Title: RE: Survival of the Flattest

This is kind of cross topic, but is seems relevant. I brew honey wine, otherwise known as mead, and I use a yeast (Saccharomyces baynus) to produce the alcohol. This yeast is very territorial, and reproduces like wild fire. In doing so it consumes its food supply and eventually becomes unable to sustain itself, but not due to a lack of food. Rather, it dies of alcohol poisoning – its own waste.

 

Robert Crawley

Elite Precision Fabricators, Inc.

Programming

(936) 449-6823

 

-----Original Message-----
From: [EMAIL PROTECTED] [mailto:[EMAIL PROTECTED]]On Behalf Of Thomas Green
Sent: Tuesday, October 08, 2002 10:51 AM
To: '[EMAIL PROTECTED]'
Subject: RE: Survival of the Flattest

 

I think JHB brought up some very important limitations with trying to model evolutionary patterns.  Major extinctions are thought to have some kind of catalyst to force the change over a short period, like a big 'roid. 

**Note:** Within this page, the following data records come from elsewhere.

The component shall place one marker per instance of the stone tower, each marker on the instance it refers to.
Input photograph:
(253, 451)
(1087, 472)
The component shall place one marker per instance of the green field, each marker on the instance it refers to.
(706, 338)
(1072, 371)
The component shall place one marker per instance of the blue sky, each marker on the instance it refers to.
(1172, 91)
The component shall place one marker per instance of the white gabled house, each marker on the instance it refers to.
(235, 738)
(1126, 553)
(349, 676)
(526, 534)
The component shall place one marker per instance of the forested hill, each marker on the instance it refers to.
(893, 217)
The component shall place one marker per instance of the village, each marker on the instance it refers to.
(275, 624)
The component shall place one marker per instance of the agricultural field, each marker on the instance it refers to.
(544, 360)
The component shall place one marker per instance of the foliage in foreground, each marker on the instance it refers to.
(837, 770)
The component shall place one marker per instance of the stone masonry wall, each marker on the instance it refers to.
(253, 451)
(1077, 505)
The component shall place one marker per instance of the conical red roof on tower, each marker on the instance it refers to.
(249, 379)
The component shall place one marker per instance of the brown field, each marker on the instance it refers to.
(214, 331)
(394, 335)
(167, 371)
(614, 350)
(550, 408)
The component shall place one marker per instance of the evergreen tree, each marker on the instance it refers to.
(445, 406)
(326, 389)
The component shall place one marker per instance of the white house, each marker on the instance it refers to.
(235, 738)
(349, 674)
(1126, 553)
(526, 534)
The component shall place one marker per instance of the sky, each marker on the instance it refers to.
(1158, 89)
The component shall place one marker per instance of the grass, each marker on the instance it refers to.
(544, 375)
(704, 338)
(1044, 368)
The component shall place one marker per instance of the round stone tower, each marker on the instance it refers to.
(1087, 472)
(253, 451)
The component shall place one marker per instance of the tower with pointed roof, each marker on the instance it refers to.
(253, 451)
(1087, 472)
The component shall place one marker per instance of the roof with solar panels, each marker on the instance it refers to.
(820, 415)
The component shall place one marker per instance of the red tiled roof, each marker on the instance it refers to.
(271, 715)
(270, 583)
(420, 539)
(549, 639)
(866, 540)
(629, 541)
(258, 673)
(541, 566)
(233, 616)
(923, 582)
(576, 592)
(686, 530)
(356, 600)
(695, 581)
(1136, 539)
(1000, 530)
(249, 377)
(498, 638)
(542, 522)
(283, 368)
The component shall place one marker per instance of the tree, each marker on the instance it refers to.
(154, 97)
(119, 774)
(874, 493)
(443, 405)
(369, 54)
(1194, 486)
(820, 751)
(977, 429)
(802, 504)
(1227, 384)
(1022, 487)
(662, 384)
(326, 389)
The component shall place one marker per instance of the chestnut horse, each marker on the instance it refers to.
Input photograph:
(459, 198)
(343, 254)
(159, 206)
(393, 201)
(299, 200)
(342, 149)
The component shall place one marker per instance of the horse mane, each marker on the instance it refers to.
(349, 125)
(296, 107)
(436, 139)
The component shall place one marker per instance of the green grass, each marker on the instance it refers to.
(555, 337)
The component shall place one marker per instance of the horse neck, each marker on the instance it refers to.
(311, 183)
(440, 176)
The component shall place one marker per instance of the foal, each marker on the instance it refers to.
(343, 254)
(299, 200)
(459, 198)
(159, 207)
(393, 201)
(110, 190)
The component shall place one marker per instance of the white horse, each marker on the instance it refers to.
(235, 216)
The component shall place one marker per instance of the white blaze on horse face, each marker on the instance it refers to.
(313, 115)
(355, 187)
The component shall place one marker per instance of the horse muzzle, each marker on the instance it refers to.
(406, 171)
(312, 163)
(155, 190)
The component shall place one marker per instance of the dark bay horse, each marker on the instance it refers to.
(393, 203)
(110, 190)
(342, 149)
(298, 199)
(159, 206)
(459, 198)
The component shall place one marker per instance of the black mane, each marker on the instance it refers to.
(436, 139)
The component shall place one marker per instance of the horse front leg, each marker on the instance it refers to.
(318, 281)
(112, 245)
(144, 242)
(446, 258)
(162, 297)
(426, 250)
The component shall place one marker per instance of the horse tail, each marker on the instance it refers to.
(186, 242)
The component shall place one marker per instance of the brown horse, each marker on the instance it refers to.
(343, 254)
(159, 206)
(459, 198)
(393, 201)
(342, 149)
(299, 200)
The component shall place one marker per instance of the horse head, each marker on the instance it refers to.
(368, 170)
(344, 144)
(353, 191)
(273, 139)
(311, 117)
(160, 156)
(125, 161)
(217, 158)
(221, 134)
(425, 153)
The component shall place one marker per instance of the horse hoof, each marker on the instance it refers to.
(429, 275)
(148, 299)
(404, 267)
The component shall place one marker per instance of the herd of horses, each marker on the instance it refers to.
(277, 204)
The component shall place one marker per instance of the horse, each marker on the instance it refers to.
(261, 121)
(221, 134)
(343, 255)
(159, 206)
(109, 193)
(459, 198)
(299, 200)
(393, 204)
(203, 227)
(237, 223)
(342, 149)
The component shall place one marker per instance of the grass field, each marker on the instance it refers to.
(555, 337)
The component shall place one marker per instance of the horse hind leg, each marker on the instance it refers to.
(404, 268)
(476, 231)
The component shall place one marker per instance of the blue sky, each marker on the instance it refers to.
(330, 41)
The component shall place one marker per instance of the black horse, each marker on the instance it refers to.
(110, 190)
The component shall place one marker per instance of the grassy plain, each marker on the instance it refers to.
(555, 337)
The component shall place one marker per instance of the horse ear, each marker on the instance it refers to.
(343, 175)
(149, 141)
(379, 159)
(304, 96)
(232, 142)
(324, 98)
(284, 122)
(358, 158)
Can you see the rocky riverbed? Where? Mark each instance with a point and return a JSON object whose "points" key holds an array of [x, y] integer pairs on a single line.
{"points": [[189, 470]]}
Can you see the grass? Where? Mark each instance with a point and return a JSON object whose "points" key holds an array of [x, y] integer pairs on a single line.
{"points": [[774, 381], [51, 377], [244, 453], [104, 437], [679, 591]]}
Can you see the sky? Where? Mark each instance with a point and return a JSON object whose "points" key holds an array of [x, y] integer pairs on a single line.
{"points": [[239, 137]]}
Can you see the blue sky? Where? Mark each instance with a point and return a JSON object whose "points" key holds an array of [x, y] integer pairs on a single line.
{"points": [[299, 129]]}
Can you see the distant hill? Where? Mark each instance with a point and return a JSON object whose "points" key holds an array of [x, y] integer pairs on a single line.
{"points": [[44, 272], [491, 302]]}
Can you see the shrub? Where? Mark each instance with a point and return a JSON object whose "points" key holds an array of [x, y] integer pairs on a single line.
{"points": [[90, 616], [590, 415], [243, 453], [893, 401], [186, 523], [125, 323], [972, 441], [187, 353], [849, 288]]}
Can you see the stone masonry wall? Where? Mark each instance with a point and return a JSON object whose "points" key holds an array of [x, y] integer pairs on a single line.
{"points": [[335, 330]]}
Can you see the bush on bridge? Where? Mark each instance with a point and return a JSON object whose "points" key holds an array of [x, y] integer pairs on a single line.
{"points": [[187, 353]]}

This led scientists like Stephen J. Gould to create the "punctuated equilibrium" theory; when things are stable in the environment, natural selection tunes species for their habitat; but once in a while something revolutionary happens that completely reshuffles the deck regardless of fitness in the current environment.  So events like the Cambrian explosion, evolution of photosynthesis or multicelluar life, or asteroid impacts might be hard to include in a computer model. 

But I think the "Survival of the Flattest" model is just to focus on how mutation rates may select against rapidly reproducing species, so from that specific goal, the simulation might be valid.

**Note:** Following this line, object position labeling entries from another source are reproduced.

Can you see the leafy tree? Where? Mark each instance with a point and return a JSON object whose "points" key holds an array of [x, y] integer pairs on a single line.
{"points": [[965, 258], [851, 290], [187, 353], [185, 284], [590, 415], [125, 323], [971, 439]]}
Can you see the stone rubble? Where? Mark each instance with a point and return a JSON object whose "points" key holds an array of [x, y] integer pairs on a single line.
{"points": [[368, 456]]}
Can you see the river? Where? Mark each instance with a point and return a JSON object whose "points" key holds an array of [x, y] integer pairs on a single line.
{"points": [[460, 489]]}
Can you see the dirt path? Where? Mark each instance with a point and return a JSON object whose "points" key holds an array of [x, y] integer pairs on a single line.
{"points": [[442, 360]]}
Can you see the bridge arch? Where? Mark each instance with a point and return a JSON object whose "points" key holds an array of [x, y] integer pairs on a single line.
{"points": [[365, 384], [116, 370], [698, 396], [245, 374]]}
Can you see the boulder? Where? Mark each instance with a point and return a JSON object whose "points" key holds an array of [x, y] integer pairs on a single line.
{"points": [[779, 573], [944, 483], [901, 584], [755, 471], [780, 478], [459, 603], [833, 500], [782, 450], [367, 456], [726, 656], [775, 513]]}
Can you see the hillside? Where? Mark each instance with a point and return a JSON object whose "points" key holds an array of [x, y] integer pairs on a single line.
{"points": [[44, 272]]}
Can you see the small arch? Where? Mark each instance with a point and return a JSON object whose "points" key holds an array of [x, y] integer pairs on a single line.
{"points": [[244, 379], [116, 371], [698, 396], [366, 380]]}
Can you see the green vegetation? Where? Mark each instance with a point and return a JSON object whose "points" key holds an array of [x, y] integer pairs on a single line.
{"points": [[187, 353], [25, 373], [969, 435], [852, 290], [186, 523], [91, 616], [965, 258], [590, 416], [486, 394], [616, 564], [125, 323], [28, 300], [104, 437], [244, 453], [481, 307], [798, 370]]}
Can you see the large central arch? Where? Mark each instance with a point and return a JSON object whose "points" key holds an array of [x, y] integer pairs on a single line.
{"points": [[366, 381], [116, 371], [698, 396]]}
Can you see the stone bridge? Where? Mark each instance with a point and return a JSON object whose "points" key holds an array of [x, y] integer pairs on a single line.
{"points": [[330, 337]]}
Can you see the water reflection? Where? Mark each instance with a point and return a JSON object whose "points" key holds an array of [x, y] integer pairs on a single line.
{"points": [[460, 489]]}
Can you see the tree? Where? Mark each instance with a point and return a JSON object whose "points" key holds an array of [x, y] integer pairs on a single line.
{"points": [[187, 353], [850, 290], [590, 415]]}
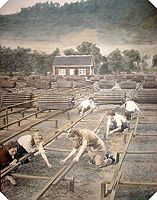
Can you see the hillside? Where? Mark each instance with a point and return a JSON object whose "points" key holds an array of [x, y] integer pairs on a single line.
{"points": [[106, 21]]}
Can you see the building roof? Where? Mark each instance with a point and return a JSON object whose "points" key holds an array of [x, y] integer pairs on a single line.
{"points": [[73, 60]]}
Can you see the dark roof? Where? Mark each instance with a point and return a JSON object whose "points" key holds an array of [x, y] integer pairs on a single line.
{"points": [[73, 60]]}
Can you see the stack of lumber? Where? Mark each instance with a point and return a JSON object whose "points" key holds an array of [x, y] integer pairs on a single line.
{"points": [[9, 99], [42, 84], [121, 78], [53, 101], [109, 77], [50, 78], [149, 85], [109, 97], [95, 78], [128, 85], [103, 84], [64, 84], [146, 96], [149, 78], [138, 78], [7, 84], [74, 78]]}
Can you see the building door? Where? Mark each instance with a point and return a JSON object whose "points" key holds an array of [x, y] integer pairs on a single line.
{"points": [[82, 72], [72, 72]]}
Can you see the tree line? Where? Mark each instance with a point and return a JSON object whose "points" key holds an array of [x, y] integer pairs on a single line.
{"points": [[24, 61]]}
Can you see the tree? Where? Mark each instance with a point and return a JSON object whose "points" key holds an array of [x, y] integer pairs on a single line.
{"points": [[154, 61], [87, 48], [104, 67], [70, 52], [115, 61], [132, 59]]}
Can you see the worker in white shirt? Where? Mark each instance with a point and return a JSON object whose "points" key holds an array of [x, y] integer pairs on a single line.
{"points": [[31, 143], [116, 123], [130, 109], [86, 105], [116, 87]]}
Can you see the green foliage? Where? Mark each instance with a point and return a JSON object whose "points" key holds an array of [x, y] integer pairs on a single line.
{"points": [[115, 61], [88, 48], [154, 61], [46, 20], [132, 59], [24, 61], [70, 52]]}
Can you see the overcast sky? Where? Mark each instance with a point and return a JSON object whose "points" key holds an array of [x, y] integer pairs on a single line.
{"points": [[13, 6]]}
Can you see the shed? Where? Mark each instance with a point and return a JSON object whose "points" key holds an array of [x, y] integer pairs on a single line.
{"points": [[74, 65]]}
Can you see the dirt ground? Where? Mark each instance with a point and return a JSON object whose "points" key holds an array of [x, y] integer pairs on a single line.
{"points": [[88, 178]]}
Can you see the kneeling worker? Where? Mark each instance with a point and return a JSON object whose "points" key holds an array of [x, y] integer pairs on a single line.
{"points": [[85, 139], [116, 123], [86, 105], [31, 143]]}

For Europa, I'd imagine 3 main strategies:
1. The opportunist that lurks as spores embedded in the ice and flourishes quickly when a meltthrough event takes place, or some other localized bloom of nutrients occurs.

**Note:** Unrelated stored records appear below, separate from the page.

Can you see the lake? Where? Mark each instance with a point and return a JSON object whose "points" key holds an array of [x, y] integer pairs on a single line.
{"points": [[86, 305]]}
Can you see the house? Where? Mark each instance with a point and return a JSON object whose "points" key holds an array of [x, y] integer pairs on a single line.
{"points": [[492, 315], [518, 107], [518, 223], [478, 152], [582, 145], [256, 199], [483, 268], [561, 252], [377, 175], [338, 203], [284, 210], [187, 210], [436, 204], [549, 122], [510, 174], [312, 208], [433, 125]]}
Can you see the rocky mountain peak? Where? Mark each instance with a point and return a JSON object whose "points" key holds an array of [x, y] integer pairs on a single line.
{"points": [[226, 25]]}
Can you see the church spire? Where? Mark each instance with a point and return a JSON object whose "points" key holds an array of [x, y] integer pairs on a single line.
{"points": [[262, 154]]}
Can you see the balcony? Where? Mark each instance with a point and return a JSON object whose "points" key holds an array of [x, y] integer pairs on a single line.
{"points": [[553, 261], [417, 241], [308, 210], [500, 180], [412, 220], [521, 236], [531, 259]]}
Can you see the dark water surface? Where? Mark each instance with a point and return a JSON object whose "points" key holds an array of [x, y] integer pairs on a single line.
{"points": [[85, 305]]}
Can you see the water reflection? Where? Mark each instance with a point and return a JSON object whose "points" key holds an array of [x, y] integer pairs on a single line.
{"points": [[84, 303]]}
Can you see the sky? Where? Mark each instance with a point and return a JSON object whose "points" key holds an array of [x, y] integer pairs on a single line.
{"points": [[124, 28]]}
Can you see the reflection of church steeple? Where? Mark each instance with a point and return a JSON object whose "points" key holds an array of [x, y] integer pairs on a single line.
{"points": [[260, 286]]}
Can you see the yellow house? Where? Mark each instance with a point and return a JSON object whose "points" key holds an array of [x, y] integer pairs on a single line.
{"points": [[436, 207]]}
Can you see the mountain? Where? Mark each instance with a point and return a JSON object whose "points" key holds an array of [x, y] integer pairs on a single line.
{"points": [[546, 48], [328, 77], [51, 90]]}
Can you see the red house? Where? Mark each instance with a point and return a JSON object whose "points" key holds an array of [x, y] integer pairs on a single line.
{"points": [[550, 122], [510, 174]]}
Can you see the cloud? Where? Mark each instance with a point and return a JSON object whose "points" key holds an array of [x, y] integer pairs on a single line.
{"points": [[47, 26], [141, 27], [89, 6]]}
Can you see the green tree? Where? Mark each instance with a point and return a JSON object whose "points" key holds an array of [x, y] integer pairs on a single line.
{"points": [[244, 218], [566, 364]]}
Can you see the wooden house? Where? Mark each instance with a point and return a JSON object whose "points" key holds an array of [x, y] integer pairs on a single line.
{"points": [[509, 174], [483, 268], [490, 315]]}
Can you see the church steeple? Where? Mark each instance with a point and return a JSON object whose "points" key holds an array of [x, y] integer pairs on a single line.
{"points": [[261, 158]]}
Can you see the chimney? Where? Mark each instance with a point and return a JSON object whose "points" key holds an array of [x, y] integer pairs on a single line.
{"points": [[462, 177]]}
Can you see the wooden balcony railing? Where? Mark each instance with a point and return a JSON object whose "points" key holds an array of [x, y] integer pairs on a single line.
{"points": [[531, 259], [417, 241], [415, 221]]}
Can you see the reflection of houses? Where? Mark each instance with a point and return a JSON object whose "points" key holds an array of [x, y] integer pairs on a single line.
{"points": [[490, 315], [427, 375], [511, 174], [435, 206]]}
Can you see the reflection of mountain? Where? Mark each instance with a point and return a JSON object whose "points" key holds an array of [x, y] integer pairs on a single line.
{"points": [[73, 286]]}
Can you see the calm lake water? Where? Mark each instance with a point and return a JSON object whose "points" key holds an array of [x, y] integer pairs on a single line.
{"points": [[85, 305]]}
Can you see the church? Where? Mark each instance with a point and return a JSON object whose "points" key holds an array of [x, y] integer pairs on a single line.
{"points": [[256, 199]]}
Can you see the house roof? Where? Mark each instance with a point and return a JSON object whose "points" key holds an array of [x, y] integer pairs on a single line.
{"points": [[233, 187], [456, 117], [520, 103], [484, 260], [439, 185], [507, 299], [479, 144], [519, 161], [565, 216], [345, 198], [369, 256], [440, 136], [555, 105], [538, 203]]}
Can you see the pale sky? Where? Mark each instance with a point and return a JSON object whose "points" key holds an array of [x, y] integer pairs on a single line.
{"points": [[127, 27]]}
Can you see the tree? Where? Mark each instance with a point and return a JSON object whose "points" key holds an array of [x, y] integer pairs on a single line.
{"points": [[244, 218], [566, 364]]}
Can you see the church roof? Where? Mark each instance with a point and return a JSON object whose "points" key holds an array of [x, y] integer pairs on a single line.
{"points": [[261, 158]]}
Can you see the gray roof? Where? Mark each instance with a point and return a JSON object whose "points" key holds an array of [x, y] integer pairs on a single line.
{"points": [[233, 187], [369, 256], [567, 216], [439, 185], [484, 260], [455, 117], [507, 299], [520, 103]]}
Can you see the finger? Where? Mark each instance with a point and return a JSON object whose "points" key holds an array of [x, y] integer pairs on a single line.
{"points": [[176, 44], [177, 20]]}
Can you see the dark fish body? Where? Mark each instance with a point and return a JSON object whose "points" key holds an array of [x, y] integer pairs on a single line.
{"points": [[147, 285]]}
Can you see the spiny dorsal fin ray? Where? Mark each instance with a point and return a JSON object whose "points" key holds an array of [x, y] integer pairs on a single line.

2. Ocean dwelling scavengers that drift, with very low metabolism, until they encounter the next meal
3. Hydrothermal vent communities???

Only the opportunist species in the ice-crust could be exposed to radiation levels that lead to higher mutation rates, but these are also the same species that would be selected for very high reproductive rates to take advantage of a short-duration event.  My assumption is that eventually they'd evolve a coping mechanism to deal with the higher radiation levels (like chromosome repair), but maybe that would be dependant on the frequency of meltthrough events.